小規模ダンジョンなど、人間の魔石供給源にされてしまう危険すらある始末だ。
「きっと宣戦布告してきたダンジョンコアも、そうやって追い込まれたクチだろう。だからこの町の住人の生命力を欲し、その存在を延伸させてきた」
「その開口部として、下水道を狙っていたところを、我々が横取りしてしまったわけですか。他の場所に開口部を開けば、いいとも思いますが……」
たしかに、それなら一見、波風立てずに事を収められるだろう。ただ、たぶんそれは不可能だ。
「無理でしょ。お互いに獲物である冒険者を奪い合う形になるし、ギギさんの言う通りなら、あちらさんは町の住人すべてをダンジョンに引きずり込んで、食べるつもりらしい。構造次第でそれを可能にするって話だったけど、だったら、そこに他のダンジョンがあるのは邪魔なはずだ」
「たしかに……」
言った通り、話し合いで解決できる段階ではないのだ。向こうさんはこの計画に、己の存亡をかけてしまっており、その計画はもうかなりのところまで進んでしまっている。いまさら中止なんてできないし、妥協もまた不可能だ。
よし、それじゃあ現状は確認できた。ここからは、これからどうするかだ。
「まず、相手がどこの誰なのかを確認しよう。このアルタンに触手を伸ばしてきた以上、そう遠くのダンジョンだとは思えない。だとしたら、相手が判明すればその規模もわかるかも知れない」
「そうですね。人間側から情報を得られるのは、我々の持つ数少ないアドバンテージです」
冒険者ギルド経由で、周辺のダンジョン事情を調べるのは、他のダンジョンにとっては想定外の事だろう。あるいは、向こうも人間から情報を得ているのかも知れないが、僕らの存在は人間側にも認知されていないので、どこからも情報は得られない。

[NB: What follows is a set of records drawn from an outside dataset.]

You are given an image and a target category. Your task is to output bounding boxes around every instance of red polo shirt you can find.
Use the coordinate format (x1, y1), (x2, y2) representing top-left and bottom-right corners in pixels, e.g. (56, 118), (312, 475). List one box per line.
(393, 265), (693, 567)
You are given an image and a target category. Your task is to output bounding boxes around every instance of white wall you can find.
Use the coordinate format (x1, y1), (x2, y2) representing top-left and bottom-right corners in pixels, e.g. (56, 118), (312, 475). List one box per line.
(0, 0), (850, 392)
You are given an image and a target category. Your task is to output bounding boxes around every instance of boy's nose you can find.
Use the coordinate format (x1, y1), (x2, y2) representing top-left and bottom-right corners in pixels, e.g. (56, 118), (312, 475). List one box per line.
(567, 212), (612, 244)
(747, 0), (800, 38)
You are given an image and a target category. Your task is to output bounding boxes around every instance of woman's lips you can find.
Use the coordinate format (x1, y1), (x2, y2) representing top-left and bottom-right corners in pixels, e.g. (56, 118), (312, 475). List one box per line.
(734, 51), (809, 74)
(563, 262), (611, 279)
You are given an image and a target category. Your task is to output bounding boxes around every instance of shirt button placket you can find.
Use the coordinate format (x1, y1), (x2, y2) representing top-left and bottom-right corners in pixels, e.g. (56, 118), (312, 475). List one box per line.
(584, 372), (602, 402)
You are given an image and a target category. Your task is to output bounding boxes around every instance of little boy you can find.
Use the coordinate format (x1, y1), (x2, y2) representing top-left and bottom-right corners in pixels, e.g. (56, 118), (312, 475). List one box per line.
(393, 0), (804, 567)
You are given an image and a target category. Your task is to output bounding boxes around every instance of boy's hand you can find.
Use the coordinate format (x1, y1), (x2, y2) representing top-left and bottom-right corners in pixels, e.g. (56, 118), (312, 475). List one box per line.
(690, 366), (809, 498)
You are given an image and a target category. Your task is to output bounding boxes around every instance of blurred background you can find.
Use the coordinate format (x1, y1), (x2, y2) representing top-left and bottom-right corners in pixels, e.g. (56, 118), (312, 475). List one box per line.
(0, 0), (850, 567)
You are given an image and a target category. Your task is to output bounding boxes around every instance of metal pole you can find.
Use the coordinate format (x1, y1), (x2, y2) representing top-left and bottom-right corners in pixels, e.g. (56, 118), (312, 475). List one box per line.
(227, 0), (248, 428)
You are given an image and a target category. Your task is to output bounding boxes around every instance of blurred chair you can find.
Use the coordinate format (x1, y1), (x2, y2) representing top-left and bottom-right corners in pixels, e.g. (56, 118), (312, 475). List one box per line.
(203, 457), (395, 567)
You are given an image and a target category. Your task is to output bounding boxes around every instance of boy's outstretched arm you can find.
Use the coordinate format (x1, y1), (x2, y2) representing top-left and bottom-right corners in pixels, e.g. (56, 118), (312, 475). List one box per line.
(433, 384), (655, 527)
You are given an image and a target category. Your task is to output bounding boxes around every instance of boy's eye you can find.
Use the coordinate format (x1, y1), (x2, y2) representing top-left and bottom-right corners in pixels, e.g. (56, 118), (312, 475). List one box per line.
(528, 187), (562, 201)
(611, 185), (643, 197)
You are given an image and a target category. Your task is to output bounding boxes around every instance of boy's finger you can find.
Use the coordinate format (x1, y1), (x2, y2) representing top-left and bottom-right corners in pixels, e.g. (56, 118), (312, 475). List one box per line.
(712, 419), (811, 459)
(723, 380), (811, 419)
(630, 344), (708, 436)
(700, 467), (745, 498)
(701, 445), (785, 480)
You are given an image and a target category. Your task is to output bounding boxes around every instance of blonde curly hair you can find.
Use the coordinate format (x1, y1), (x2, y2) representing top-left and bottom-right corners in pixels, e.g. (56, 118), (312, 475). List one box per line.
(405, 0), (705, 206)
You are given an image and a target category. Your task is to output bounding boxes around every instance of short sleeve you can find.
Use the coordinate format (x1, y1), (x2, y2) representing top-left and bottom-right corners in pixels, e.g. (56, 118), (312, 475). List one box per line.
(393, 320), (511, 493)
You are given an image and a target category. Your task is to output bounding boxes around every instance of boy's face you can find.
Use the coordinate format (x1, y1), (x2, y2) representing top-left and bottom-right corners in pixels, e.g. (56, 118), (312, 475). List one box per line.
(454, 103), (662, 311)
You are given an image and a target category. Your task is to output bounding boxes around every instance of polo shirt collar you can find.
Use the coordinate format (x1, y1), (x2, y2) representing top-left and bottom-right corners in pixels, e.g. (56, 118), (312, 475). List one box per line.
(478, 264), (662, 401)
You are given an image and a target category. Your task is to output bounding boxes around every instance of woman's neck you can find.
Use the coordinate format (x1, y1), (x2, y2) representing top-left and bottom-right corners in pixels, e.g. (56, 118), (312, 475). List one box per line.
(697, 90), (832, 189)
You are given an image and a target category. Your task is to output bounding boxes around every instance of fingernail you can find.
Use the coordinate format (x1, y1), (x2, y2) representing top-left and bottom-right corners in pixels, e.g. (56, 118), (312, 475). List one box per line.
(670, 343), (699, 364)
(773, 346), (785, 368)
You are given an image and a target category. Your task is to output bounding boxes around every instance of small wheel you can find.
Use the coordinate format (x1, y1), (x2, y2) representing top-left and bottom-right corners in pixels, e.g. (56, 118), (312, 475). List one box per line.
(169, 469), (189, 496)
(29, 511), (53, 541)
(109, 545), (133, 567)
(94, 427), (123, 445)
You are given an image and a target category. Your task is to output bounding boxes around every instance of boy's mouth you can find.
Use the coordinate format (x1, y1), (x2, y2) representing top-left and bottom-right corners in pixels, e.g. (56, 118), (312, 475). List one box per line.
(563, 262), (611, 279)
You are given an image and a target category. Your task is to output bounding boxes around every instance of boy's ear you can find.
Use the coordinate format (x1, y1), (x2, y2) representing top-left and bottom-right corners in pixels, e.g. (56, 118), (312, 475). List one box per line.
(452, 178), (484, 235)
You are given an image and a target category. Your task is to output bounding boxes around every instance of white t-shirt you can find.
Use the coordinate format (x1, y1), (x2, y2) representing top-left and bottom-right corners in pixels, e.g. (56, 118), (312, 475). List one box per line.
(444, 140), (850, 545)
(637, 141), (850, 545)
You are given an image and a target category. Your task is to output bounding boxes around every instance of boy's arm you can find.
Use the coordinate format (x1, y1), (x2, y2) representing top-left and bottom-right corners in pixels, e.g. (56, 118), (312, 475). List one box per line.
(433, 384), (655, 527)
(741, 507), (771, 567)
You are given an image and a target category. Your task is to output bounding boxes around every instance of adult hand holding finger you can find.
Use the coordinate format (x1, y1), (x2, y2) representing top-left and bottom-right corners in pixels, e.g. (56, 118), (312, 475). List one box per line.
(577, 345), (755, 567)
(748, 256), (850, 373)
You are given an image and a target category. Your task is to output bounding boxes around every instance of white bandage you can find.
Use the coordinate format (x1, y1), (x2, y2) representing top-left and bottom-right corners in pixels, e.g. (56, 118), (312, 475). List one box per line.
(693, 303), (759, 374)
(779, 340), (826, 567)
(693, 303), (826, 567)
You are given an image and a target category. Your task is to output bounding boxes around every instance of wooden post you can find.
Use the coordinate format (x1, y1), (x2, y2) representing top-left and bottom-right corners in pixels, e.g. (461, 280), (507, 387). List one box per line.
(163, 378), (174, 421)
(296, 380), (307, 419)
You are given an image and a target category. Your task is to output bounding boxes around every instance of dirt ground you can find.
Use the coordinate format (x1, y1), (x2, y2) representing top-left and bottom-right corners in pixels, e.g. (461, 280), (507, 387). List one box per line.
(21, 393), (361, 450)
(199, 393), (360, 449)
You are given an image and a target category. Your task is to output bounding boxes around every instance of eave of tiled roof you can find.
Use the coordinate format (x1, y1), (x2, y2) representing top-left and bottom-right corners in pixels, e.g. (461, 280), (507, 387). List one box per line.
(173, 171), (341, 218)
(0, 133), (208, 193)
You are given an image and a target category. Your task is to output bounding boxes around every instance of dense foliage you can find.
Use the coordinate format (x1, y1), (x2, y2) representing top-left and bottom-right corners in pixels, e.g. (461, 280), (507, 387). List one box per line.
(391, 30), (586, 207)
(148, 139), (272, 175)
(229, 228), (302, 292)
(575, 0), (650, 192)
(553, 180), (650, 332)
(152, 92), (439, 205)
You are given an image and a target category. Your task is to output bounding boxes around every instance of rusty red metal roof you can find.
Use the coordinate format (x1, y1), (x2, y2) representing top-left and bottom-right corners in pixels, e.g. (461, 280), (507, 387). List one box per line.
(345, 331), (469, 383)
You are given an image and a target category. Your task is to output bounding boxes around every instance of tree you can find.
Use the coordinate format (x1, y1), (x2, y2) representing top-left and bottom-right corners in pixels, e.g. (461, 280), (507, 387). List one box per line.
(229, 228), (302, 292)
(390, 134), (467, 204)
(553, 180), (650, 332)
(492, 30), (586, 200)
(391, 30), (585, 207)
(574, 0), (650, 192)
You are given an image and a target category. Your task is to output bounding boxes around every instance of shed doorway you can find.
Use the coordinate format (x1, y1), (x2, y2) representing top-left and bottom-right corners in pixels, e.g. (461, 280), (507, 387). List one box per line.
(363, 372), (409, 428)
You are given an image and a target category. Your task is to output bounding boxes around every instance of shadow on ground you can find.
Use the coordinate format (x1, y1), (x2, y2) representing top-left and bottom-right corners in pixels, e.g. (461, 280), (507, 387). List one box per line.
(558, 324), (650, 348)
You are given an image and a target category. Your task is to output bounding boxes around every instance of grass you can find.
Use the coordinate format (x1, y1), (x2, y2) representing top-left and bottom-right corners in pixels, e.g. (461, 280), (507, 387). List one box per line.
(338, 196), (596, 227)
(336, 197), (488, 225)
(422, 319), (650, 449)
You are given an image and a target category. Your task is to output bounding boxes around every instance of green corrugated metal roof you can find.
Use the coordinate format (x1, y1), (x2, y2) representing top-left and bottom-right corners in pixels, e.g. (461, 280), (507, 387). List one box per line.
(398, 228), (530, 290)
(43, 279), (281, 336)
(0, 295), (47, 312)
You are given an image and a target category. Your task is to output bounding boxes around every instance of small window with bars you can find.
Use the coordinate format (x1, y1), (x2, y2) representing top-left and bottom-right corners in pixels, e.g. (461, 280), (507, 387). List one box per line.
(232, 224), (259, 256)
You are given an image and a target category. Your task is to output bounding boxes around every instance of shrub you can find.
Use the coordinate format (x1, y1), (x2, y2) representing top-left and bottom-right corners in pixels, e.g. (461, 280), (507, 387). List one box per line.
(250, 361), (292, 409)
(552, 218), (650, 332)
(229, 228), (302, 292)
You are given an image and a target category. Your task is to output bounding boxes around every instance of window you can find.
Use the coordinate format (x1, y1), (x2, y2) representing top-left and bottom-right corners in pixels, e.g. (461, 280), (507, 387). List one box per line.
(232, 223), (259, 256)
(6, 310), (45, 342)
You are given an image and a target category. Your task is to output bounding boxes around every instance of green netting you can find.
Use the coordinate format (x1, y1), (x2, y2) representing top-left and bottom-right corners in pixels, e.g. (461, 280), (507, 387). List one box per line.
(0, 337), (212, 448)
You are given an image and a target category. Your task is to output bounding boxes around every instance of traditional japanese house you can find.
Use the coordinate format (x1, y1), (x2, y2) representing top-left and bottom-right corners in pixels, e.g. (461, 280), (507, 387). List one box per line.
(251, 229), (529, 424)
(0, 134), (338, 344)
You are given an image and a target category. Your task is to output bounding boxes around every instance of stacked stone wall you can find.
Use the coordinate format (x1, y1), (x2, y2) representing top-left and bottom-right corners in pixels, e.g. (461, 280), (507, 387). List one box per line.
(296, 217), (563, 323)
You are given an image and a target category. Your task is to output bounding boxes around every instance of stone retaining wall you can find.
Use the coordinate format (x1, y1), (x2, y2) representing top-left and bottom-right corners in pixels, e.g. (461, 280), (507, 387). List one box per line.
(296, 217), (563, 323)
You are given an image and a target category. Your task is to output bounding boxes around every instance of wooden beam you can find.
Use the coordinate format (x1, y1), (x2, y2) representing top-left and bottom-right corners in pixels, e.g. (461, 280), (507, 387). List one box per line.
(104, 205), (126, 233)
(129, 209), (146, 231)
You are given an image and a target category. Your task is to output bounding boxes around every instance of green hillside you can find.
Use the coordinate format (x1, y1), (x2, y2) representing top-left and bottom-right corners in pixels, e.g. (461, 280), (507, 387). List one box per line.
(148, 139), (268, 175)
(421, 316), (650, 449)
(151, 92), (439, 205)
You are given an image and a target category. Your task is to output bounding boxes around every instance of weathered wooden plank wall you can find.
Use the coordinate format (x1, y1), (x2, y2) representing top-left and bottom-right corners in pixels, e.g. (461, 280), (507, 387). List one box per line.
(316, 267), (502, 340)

「次に、対抗策の模索。これは一朝一夕で決められるものでもないけど、開戦までのタイムリミットもあるしね。今日明日中には、モンスターを使って対抗するのか否かくらいは、決めてしまおう」
「はい。眼前の危機を重視し、事後の危険を軽視するのか、あるいはその逆かを決めるのですね?」
「そういう事」
正直、差し迫った危険に際して、モンスターを解禁してしまいたいという思いがある。だが、それが今後際限なく人間を相手にしていく事と同義であると思うと、躊躇してしまう。
ニスティス大迷宮の事を知ったいま、その思いは強い。
「最後に、人間側に対する影響の確認。あの扉、たぶんすぐ見付かるよね?」
「そうでしょうね」
町にダンジョンができた。その際に人間たちがどう動くのか、この際きちんと観察しておこう。